Complete reducibility of subgroups of reductive algebraic groups over nonperfect fields IV: An $F_4$ example

TL;DR

This paper provides the first known examples of connected nonabelian subgroups of a reductive algebraic group over a nonperfect field that exhibit different notions of complete reducibility over the field and algebraic closure, highlighting new rationality phenomena.

Contribution

It introduces novel examples of connected nonabelian subgroups demonstrating the failure of rational complete reducibility over nonperfect fields, expanding understanding of subgroup behavior in algebraic groups.

Findings

First example of a connected nonabelian subgroup that is G-completely reducible but not over k.

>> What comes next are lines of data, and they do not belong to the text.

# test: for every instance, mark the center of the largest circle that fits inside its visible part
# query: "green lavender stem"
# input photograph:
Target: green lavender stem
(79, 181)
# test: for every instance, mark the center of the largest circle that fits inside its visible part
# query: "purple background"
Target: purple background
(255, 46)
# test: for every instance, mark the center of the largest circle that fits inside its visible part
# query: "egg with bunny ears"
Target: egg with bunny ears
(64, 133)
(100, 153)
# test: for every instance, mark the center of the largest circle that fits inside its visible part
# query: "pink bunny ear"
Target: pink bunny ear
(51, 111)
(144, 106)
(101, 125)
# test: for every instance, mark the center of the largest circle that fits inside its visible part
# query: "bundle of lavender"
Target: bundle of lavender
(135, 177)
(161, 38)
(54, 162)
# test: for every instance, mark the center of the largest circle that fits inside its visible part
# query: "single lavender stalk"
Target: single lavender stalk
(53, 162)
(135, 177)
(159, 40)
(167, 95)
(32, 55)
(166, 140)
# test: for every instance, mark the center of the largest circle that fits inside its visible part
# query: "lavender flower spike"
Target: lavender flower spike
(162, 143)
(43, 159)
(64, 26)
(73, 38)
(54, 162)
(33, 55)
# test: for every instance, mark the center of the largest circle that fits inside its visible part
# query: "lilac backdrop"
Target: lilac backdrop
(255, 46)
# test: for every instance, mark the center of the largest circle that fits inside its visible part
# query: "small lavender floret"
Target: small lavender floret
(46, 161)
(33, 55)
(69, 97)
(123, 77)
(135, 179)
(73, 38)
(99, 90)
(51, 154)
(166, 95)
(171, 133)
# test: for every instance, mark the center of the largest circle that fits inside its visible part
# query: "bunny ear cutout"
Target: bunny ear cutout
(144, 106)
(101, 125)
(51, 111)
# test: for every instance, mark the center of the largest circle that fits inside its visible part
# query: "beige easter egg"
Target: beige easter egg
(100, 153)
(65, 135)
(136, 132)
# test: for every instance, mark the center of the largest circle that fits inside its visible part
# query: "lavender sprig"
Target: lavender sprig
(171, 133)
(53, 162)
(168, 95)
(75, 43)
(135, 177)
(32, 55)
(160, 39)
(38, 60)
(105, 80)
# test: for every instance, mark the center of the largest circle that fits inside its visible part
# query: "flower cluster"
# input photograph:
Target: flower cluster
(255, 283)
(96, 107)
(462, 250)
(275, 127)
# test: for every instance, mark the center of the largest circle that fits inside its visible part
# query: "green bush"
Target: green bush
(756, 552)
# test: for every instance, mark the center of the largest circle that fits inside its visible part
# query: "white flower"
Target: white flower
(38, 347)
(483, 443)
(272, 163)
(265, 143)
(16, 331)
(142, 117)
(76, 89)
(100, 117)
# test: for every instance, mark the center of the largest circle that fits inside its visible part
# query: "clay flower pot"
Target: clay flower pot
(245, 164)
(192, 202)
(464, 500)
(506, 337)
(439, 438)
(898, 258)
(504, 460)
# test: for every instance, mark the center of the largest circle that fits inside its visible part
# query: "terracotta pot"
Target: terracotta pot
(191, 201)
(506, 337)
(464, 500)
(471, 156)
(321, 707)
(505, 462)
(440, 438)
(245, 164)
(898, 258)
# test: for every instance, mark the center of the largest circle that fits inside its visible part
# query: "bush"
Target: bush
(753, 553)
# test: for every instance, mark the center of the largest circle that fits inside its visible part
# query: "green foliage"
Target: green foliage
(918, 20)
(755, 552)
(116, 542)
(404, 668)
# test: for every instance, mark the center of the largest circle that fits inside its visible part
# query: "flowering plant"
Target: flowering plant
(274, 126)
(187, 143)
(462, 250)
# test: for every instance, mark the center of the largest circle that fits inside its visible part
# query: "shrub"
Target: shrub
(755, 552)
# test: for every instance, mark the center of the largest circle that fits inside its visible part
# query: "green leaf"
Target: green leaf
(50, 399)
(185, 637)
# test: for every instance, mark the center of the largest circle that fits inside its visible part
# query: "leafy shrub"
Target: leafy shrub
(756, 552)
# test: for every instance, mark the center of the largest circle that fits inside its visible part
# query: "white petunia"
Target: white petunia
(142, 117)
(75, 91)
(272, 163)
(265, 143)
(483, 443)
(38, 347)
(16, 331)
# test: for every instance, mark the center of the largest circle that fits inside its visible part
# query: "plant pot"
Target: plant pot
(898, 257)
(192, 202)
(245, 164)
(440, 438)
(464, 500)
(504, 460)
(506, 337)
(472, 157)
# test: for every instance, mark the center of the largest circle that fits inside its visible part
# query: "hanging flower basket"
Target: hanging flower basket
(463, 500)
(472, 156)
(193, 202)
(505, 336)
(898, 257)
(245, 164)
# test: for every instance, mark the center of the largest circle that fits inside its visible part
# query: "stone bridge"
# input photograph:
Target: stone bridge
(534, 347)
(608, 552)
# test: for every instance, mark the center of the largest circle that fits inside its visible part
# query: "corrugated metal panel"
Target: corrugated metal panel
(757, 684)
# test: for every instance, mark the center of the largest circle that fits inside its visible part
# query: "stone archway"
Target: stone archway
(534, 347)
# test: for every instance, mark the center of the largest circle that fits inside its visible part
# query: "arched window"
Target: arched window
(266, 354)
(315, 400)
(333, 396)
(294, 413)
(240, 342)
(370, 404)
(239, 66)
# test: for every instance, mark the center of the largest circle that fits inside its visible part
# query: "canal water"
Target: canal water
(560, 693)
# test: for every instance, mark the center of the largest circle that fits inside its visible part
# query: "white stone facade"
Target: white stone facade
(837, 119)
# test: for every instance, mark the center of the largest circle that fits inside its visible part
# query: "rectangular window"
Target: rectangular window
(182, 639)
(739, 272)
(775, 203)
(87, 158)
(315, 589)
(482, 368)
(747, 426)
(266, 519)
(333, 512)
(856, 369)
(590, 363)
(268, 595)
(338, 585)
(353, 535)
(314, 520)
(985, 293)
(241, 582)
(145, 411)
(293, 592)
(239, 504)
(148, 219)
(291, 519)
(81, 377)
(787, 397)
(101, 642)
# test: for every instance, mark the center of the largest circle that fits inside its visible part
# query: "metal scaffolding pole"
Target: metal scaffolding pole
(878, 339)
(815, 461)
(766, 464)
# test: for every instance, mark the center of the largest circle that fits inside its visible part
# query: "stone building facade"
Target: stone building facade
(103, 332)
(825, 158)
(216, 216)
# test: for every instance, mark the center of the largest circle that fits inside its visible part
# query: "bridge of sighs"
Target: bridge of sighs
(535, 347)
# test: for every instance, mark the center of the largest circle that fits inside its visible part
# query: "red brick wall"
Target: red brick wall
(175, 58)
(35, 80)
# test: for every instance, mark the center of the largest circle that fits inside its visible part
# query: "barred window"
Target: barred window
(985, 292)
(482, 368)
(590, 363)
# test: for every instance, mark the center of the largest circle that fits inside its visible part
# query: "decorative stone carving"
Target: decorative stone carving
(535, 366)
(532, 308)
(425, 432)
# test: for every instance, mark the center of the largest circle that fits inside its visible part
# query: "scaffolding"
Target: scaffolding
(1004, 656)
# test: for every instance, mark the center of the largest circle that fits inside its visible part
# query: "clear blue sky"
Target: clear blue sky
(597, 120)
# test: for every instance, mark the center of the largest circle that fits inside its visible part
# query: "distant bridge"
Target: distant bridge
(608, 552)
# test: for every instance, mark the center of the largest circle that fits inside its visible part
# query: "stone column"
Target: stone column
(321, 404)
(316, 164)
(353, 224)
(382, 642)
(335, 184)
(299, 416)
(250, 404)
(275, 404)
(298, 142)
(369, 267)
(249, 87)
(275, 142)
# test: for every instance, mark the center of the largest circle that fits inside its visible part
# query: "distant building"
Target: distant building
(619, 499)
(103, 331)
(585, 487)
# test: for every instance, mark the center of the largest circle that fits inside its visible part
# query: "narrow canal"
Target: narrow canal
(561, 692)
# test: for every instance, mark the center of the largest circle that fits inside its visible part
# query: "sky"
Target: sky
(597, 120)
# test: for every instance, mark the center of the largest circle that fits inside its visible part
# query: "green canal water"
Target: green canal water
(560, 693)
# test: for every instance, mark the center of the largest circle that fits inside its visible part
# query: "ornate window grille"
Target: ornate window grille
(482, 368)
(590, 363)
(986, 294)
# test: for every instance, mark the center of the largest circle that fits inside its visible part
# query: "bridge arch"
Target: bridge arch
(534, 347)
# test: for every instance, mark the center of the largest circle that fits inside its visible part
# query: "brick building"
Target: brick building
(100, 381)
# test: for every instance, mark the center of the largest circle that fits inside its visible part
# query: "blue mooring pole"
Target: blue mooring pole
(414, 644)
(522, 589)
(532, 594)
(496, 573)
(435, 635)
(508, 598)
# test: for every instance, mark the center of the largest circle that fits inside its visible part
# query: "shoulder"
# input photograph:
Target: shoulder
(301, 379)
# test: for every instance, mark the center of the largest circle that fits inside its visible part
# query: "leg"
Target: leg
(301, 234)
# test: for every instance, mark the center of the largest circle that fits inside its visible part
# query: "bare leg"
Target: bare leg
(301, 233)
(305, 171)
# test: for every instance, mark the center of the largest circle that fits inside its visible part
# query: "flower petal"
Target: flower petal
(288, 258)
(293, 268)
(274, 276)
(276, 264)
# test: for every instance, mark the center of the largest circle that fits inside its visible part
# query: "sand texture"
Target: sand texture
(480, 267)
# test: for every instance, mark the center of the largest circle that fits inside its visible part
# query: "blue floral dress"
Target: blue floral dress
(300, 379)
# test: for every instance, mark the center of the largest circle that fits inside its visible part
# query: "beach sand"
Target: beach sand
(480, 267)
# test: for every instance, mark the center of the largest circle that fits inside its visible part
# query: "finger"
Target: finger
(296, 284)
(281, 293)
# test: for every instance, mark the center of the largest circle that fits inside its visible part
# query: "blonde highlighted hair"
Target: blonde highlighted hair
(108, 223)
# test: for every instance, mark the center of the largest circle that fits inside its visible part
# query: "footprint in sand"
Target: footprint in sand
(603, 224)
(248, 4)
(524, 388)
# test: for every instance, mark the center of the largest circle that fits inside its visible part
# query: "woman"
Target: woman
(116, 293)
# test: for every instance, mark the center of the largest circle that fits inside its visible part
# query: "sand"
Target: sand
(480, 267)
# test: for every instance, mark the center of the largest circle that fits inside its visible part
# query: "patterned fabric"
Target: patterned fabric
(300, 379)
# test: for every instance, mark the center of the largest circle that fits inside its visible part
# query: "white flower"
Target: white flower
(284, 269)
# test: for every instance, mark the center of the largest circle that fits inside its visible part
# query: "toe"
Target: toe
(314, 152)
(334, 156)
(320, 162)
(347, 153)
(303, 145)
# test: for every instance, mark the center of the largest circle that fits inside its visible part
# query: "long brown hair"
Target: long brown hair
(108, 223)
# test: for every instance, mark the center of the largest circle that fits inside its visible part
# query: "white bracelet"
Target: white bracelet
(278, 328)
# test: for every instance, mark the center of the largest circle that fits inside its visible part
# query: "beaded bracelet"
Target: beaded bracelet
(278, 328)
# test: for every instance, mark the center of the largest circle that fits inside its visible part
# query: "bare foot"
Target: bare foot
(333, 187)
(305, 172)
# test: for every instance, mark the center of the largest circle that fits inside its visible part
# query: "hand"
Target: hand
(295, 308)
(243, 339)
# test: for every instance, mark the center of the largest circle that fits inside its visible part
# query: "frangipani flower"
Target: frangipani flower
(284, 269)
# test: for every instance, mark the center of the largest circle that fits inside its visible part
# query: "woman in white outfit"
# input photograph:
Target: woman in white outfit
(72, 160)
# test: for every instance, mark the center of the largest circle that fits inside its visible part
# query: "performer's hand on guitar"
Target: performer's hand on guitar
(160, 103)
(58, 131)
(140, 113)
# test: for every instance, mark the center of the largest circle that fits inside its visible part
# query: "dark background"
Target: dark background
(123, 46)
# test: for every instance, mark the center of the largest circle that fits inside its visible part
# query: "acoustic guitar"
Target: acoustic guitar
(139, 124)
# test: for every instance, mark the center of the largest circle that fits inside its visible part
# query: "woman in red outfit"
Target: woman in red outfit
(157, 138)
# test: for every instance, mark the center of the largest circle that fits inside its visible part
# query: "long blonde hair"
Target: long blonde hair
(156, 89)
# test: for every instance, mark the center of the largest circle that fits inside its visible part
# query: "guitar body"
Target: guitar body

First example of a connected nonabelian subgroup G-completely reducible over k but not over its algebraic closure.

Highlights new rationality phenomena in subgroup reducibility over nonperfect fields.

Abstract

Let $k$ be a nonperfect separably closed field. Let $G$ be a connected reductive algebraic group defined over $k$. We study rationality problems for Serre's notion of complete reducibility of subgroups of $G$. In particular, we present the first example of a connected nonabelian $k$-subgroup $H$ of $G$ that is $G$-completely reducible but not $G$-completely reducible over $k$, and the first example of a connected nonabelian $k$-subgroup $H'$ of $G$ that is $G$-completely reducible over $k$ but not $G$-completely reducible. This is new: all previously known such examples are for finite (or non-connected) $H$ and $H'$ only.